The simplicity and scalability of kirigami make it a promising candidate for low-cost field applications (after all, it’s just a sheet of plastic with cut-outs). We are currently testing large-scale prototypes in collaboration with the Moroccan NGO Dar Si Hmad, which owns the world’s largest field of fog nets, and initial results are very encouraging.

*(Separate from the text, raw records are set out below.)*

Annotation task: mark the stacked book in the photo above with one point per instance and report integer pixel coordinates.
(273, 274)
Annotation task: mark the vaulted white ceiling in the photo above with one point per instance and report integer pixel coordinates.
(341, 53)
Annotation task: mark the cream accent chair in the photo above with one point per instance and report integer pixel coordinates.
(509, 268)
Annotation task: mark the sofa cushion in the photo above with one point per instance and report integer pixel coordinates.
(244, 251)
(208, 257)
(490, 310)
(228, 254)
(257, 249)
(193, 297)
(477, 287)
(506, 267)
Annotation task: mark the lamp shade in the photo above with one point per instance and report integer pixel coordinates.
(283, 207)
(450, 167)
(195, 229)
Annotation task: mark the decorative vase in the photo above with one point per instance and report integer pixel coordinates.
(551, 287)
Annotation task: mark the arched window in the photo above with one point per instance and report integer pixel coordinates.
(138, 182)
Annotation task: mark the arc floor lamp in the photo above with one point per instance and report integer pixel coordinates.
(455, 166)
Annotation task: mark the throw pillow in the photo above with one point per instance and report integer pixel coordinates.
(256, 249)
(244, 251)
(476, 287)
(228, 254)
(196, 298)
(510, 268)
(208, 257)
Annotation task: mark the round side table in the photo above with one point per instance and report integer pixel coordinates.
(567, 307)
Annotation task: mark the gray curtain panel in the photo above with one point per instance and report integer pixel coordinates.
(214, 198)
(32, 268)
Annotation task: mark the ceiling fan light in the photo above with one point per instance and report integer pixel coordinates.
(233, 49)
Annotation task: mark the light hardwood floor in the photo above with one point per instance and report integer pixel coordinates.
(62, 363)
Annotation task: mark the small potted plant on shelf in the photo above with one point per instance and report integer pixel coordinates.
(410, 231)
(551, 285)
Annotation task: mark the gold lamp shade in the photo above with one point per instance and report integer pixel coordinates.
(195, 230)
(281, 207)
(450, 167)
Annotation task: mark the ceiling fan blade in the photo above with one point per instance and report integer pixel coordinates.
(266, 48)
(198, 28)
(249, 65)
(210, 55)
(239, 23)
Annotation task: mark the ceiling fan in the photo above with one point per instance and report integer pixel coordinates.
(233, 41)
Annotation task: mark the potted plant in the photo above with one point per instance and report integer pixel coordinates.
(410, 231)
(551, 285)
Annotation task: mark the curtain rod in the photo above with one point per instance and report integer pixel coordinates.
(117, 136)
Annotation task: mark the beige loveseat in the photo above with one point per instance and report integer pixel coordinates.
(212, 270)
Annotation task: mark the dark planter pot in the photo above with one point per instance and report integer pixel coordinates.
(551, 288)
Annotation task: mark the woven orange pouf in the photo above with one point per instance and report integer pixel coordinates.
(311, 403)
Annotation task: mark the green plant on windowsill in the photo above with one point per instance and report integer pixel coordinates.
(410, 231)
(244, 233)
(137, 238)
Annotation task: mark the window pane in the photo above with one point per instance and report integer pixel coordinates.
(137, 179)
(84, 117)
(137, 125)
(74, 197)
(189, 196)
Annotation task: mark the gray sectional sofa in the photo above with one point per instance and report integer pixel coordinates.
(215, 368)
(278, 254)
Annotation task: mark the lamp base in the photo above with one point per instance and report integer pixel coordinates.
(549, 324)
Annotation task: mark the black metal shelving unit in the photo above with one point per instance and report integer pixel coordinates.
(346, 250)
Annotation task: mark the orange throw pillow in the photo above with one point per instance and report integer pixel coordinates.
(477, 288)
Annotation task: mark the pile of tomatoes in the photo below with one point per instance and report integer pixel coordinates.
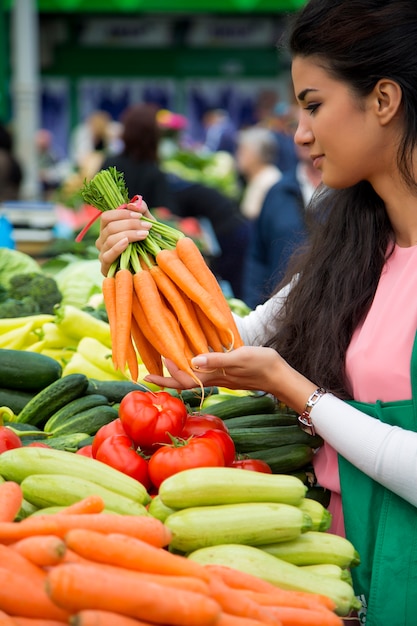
(155, 437)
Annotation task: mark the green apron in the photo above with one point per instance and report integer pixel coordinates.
(383, 527)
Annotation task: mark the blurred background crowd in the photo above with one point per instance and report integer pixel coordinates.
(237, 183)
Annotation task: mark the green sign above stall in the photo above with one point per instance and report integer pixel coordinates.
(171, 6)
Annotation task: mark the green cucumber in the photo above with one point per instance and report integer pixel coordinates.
(250, 439)
(202, 486)
(248, 523)
(88, 421)
(52, 398)
(261, 420)
(284, 459)
(28, 371)
(68, 411)
(15, 399)
(114, 390)
(241, 405)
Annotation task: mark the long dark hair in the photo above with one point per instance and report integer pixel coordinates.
(358, 42)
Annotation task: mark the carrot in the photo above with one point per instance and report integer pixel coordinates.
(290, 616)
(238, 579)
(72, 557)
(172, 265)
(41, 550)
(21, 595)
(289, 599)
(123, 293)
(12, 561)
(108, 289)
(90, 504)
(131, 553)
(6, 620)
(11, 498)
(148, 529)
(210, 331)
(237, 603)
(226, 619)
(151, 358)
(132, 357)
(76, 587)
(34, 621)
(182, 308)
(95, 617)
(191, 256)
(163, 336)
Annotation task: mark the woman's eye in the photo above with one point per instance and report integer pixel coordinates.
(312, 107)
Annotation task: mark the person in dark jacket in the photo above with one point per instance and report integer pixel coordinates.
(278, 230)
(139, 158)
(231, 228)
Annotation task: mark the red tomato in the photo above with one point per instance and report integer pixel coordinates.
(118, 451)
(86, 451)
(8, 439)
(193, 452)
(151, 419)
(112, 428)
(225, 441)
(255, 465)
(198, 424)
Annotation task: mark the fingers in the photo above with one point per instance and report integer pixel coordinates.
(118, 228)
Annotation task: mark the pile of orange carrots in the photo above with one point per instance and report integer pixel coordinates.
(161, 297)
(85, 567)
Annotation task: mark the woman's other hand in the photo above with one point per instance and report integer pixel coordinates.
(118, 228)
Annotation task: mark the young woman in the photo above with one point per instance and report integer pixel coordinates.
(337, 341)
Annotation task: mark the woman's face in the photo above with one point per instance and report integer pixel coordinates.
(342, 132)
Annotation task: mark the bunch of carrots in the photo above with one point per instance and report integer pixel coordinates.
(85, 567)
(162, 299)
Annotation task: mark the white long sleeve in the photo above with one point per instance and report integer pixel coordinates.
(388, 454)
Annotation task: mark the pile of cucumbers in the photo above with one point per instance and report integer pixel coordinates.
(263, 428)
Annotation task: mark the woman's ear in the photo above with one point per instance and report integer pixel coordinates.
(387, 99)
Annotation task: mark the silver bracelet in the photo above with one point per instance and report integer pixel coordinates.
(305, 419)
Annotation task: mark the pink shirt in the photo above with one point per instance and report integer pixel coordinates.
(378, 357)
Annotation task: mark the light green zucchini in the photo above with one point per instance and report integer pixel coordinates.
(202, 486)
(251, 523)
(255, 561)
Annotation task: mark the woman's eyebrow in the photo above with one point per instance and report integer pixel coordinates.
(303, 94)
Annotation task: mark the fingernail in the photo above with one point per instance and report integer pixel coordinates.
(199, 361)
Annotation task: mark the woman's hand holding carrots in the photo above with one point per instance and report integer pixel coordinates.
(118, 228)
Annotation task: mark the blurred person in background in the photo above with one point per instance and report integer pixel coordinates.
(220, 132)
(279, 230)
(139, 157)
(53, 170)
(256, 154)
(91, 141)
(283, 123)
(11, 173)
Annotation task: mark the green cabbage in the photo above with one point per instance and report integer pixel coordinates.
(79, 280)
(14, 262)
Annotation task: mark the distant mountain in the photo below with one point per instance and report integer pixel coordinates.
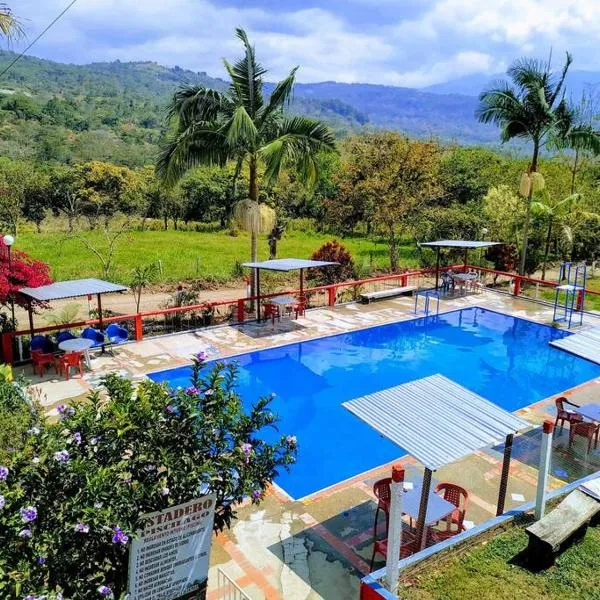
(472, 85)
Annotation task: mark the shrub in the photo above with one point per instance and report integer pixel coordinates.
(72, 497)
(333, 251)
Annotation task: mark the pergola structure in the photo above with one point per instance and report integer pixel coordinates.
(74, 288)
(465, 245)
(283, 265)
(438, 421)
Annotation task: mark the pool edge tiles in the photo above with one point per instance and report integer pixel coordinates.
(482, 349)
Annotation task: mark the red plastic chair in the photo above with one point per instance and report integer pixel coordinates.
(408, 547)
(563, 414)
(40, 360)
(71, 360)
(383, 493)
(586, 430)
(460, 498)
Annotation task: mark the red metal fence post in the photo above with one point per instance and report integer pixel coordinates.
(241, 310)
(137, 328)
(331, 292)
(7, 353)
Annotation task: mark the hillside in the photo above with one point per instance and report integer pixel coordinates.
(115, 111)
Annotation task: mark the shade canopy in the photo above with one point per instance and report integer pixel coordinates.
(288, 264)
(464, 244)
(71, 289)
(436, 420)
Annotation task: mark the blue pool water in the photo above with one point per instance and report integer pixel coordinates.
(505, 359)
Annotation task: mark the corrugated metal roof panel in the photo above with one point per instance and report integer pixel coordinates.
(71, 289)
(288, 264)
(436, 420)
(460, 244)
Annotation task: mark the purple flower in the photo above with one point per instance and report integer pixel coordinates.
(64, 412)
(28, 514)
(119, 537)
(61, 456)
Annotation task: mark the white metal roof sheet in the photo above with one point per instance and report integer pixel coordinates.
(71, 289)
(436, 420)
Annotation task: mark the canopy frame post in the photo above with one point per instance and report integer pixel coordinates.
(421, 527)
(505, 473)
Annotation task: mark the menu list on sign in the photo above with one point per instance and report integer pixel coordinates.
(170, 557)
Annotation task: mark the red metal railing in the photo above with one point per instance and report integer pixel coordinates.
(186, 318)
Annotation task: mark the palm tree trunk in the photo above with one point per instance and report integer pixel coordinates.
(532, 169)
(547, 248)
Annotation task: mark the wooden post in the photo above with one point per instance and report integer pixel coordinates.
(545, 456)
(395, 528)
(504, 476)
(421, 527)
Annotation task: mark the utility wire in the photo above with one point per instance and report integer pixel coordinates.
(14, 62)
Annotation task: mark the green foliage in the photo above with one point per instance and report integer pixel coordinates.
(87, 479)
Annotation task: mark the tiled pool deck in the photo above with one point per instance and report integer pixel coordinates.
(320, 546)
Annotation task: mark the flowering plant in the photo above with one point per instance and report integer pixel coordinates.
(67, 518)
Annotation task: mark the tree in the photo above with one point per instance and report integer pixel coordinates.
(141, 278)
(533, 108)
(213, 127)
(394, 176)
(23, 271)
(67, 519)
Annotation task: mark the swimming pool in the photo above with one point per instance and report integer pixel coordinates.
(503, 358)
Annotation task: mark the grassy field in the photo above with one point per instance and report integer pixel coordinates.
(187, 254)
(488, 573)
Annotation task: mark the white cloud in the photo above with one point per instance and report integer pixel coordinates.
(430, 42)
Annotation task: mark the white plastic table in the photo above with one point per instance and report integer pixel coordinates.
(78, 345)
(437, 507)
(589, 411)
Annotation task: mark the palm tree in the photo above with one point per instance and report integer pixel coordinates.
(10, 27)
(240, 124)
(532, 108)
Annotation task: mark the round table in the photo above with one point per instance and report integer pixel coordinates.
(78, 345)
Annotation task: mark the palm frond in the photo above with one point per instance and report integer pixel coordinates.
(199, 144)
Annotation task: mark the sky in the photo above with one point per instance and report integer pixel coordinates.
(413, 43)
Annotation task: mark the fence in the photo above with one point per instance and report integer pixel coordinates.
(15, 345)
(227, 589)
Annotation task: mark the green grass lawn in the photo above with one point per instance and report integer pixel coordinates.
(188, 254)
(486, 573)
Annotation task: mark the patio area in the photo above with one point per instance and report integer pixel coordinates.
(320, 546)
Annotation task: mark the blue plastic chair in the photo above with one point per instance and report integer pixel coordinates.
(95, 335)
(38, 342)
(63, 336)
(116, 334)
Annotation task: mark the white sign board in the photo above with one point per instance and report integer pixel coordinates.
(169, 557)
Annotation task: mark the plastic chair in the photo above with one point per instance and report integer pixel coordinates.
(40, 360)
(407, 547)
(383, 493)
(563, 414)
(460, 498)
(63, 336)
(116, 334)
(71, 360)
(586, 430)
(95, 335)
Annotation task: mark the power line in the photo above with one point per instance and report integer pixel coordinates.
(14, 62)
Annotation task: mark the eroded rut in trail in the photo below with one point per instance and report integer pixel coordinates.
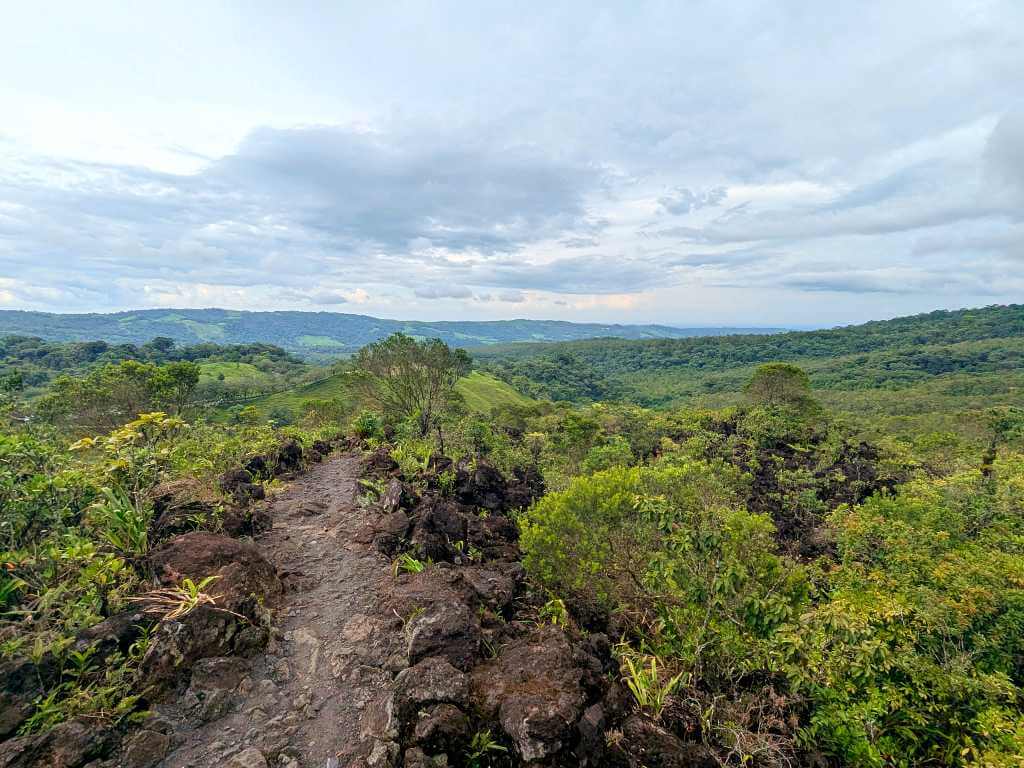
(300, 702)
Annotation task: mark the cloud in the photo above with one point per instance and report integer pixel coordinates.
(682, 201)
(755, 146)
(443, 292)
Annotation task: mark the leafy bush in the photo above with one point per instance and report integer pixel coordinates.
(916, 649)
(367, 424)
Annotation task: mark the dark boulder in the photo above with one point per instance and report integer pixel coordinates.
(443, 629)
(178, 507)
(145, 750)
(439, 609)
(22, 682)
(494, 586)
(244, 580)
(480, 485)
(258, 466)
(389, 531)
(240, 567)
(116, 633)
(534, 688)
(430, 681)
(439, 529)
(440, 728)
(648, 745)
(240, 485)
(289, 457)
(495, 536)
(380, 462)
(397, 496)
(525, 487)
(250, 520)
(69, 744)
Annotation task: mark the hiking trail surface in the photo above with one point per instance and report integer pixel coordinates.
(299, 704)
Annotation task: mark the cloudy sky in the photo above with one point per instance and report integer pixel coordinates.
(690, 163)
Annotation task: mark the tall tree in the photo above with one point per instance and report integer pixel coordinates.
(779, 384)
(407, 378)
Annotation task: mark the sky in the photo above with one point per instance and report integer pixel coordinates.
(696, 163)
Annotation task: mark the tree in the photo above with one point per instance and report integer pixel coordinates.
(407, 378)
(779, 384)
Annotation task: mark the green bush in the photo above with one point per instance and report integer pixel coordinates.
(613, 453)
(916, 649)
(668, 548)
(367, 424)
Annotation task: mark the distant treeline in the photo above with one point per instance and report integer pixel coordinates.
(36, 361)
(884, 354)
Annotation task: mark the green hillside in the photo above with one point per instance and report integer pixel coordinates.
(313, 335)
(943, 365)
(480, 391)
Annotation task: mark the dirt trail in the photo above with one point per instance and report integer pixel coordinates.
(300, 704)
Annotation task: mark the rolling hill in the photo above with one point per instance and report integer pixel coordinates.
(480, 391)
(944, 366)
(315, 335)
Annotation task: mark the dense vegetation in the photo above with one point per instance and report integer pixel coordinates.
(313, 335)
(942, 364)
(788, 584)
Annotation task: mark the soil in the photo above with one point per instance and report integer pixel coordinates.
(300, 702)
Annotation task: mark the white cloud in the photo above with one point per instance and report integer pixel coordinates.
(455, 157)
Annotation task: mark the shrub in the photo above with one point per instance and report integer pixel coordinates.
(367, 424)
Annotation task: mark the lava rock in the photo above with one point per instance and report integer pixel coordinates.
(439, 525)
(240, 485)
(648, 745)
(430, 681)
(440, 728)
(245, 579)
(397, 496)
(146, 749)
(380, 462)
(69, 744)
(20, 683)
(116, 633)
(388, 532)
(250, 758)
(445, 629)
(535, 689)
(289, 457)
(480, 485)
(494, 586)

In addition to this new manufacturing method, we have also developed a precise, well-controlled laboratory test method for quantifying the effectiveness of our Kirigami fog net and comparing it with other nets under the same conditions.

Measuring the effectiveness of a fog net is often subjective and not yet standardized.

Our test rig consists of a wind tunnel producing a laminar air flow into which a mist is generated and sent using piezoelectric transducers. Fillet samples, placed in the flow on ultra-precise scales, enable us to measure collection efficiency in real time. This enables us to distinguish dynamically between the different contributions to efficiency.

Creatively constrained research to meet societal challenges

To guarantee the accessibility and scalability of the solutions we developed, we worked under constraints: in the context of "frugal science" (science that aims to design scalable and creative solutions while taking into account the cost/performance ratio) within a "fab lab" environment (a digital manufacturing laboratory).

By fostering interdisciplinary collaboration and prototyping, fab labs play a key role in creating innovations to meet global challenges, in line with the United Nations’ Sustainable Development Goals.

Denis Terwagne , Physicist and interdisciplinary experimenter, Professor, Université Libre de Bruxelles (ULB ) This article is republished from The Conversation under a Creative Commons License.